Non tengono soprattutto conto del fatto che di fronte  alle frontiere riabilitate nei paesi del nord, un numero di persone che non è determinabile ripiega sulla Gran Bretagna. La politica francese che rifiuta l’accoglienza non farà che respingere e investire somme mirabolanti nei “campi umanitari” per un numero derisorio di persone. Mentre la Direzione del porto di Calais chiede al ministro dell’Interno, Cazeneuve, la creazione di una no-man’s land, banda di confine “libera” tra la barriera che isola l’accesso al porto  e la bidonville, esigendo di fatto la distruzione della città dei migranti.

Alcune strutture umanitarie hanno contribuito la scorsa primavera ad esiliare i rifugiati nella bidonville di Calais. Si renderanno dunque responsabili anche delle condizioni di vita inumane in cui stanno vivendo i migranti della bidonville Dunkerque ?

Alla Grande-Synthe nei pressi di Dunkerque, i migranti sono passati in pochi mesi da un centinaio a qualche migliaio di persone tra cui famiglie con un centinaio di bambini. Médecins sans Frontières (MSF) ha proposto al Comune di installare un campo a norma internazionale su un sito idoneo che permetta condizioni di vita decenti. Da quel momento la polizia controlla illegalmente e con metodi brutali l’accesso della bidonville e impedisce gli aiuti (tende, cibo e coperte o materiali per proteggersi dal freddo) necessari a dotarsi di servizi minimi di sussistenza.

Esiste dunque una dichiarata volontà di eliminare con qualsiasi mezzo la presenza dei migranti e quella delle associazioni, dei comitati o dei collettivi di aiuto e solidarietà ai rifugiati nella regione di Calais. Regione Pas-de-Calais, che alle ultime elezioni ha raccolto oltre il 40% di voti favorevoli al FN al primo turno.

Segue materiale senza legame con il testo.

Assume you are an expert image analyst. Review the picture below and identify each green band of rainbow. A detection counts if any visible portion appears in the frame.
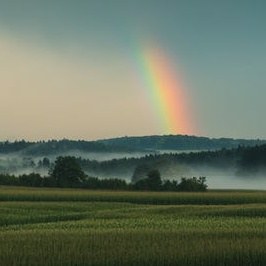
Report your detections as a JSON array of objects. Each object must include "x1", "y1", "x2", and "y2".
[{"x1": 142, "y1": 45, "x2": 193, "y2": 134}]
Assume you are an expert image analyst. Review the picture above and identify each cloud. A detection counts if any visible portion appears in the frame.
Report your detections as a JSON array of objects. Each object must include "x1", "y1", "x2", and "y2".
[{"x1": 0, "y1": 32, "x2": 156, "y2": 139}]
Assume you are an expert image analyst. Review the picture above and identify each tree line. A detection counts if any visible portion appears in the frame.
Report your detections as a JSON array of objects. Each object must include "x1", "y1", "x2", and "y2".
[{"x1": 0, "y1": 156, "x2": 207, "y2": 191}]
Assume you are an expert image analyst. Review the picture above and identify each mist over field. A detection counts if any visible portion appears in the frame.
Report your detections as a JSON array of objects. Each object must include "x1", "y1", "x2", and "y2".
[{"x1": 0, "y1": 143, "x2": 266, "y2": 190}]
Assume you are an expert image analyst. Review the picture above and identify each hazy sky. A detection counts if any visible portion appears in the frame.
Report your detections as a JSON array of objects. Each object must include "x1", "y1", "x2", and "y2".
[{"x1": 0, "y1": 0, "x2": 266, "y2": 140}]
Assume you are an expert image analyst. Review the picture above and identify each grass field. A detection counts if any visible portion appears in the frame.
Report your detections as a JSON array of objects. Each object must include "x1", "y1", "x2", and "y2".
[{"x1": 0, "y1": 187, "x2": 266, "y2": 266}]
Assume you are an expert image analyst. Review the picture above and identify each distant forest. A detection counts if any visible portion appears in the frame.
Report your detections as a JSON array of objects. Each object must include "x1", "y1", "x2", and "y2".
[
  {"x1": 0, "y1": 135, "x2": 266, "y2": 156},
  {"x1": 0, "y1": 137, "x2": 266, "y2": 180}
]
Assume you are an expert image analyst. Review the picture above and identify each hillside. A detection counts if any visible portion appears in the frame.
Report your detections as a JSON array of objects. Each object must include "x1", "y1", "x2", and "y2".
[{"x1": 0, "y1": 135, "x2": 266, "y2": 156}]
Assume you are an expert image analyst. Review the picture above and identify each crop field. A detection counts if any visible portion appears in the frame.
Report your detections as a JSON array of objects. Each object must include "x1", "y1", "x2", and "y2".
[{"x1": 0, "y1": 187, "x2": 266, "y2": 266}]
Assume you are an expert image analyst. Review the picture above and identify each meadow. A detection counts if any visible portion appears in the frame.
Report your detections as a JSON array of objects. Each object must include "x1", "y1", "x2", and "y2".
[{"x1": 0, "y1": 187, "x2": 266, "y2": 266}]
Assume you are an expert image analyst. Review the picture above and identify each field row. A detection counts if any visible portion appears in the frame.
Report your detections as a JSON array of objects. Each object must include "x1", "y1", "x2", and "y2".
[{"x1": 0, "y1": 187, "x2": 266, "y2": 205}]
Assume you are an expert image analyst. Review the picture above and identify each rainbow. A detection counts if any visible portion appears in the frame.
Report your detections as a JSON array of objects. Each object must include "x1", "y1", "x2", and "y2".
[{"x1": 142, "y1": 46, "x2": 194, "y2": 134}]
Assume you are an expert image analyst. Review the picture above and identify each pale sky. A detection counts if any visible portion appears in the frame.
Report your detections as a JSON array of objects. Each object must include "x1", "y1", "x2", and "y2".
[{"x1": 0, "y1": 0, "x2": 266, "y2": 140}]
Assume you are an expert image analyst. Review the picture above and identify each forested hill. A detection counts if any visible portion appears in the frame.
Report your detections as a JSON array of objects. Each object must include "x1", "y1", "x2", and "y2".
[
  {"x1": 99, "y1": 135, "x2": 266, "y2": 151},
  {"x1": 0, "y1": 135, "x2": 266, "y2": 156}
]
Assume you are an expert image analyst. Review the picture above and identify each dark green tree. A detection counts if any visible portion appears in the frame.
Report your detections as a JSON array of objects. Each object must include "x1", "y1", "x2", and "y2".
[
  {"x1": 50, "y1": 156, "x2": 86, "y2": 187},
  {"x1": 134, "y1": 170, "x2": 162, "y2": 191}
]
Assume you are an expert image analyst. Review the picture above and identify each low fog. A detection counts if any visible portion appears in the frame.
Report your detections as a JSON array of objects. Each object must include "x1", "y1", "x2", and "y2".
[{"x1": 0, "y1": 151, "x2": 266, "y2": 190}]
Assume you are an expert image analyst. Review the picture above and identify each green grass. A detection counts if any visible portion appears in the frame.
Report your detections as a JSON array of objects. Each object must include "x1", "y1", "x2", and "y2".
[{"x1": 0, "y1": 187, "x2": 266, "y2": 266}]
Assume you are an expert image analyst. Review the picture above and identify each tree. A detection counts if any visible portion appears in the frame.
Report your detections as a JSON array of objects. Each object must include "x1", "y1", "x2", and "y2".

Il 6 gennaio alcuni rifugiati hanno bloccato l’autostrada di accesso all’area portuale e al tunnel con lo scopo di riuscire a salire sui Tir diretti verso l’Inghilterra. La polizia è intervenuta installando uno sbarramento di filtraggio per rallentare il traffico nelle corsie, mentre i rifugiati continuavano a organizzare i gruppi al limiti della “jungle” per respingere gli assalti della polizia anche contro gli abitanti della bidonville. Al rumore continuo dei generatori si aggiungeva quello dei tiri delle granate assordanti e delle urla “Fuck You Police”.

La punizione collettiva è durata per tre notti consecutive.  Il numero delle forze dell’ordine, tra CRS, gendarmi e poliziotti, a Calais è esploso. I mezzi dotati di cannoni ad acqua stazionano ai limiti della bidonville e sulle vie di accesso al porto. La barriera chimica, come i tiri di pallottole di gomma mirando deliberatamente alla testa, sono diventati la norma, un modello di gestione della massa di esiliati, di rifugiati e di migranti che lascia feriti e distruzione sul quel campo di battaglia che è diventata la bidonville di Calais e il suo perimetro.

Nonostante la repressione sia diventata ossessiva, le persone sono determinate a sfidare la polizia e a battersi per passare la frontiera.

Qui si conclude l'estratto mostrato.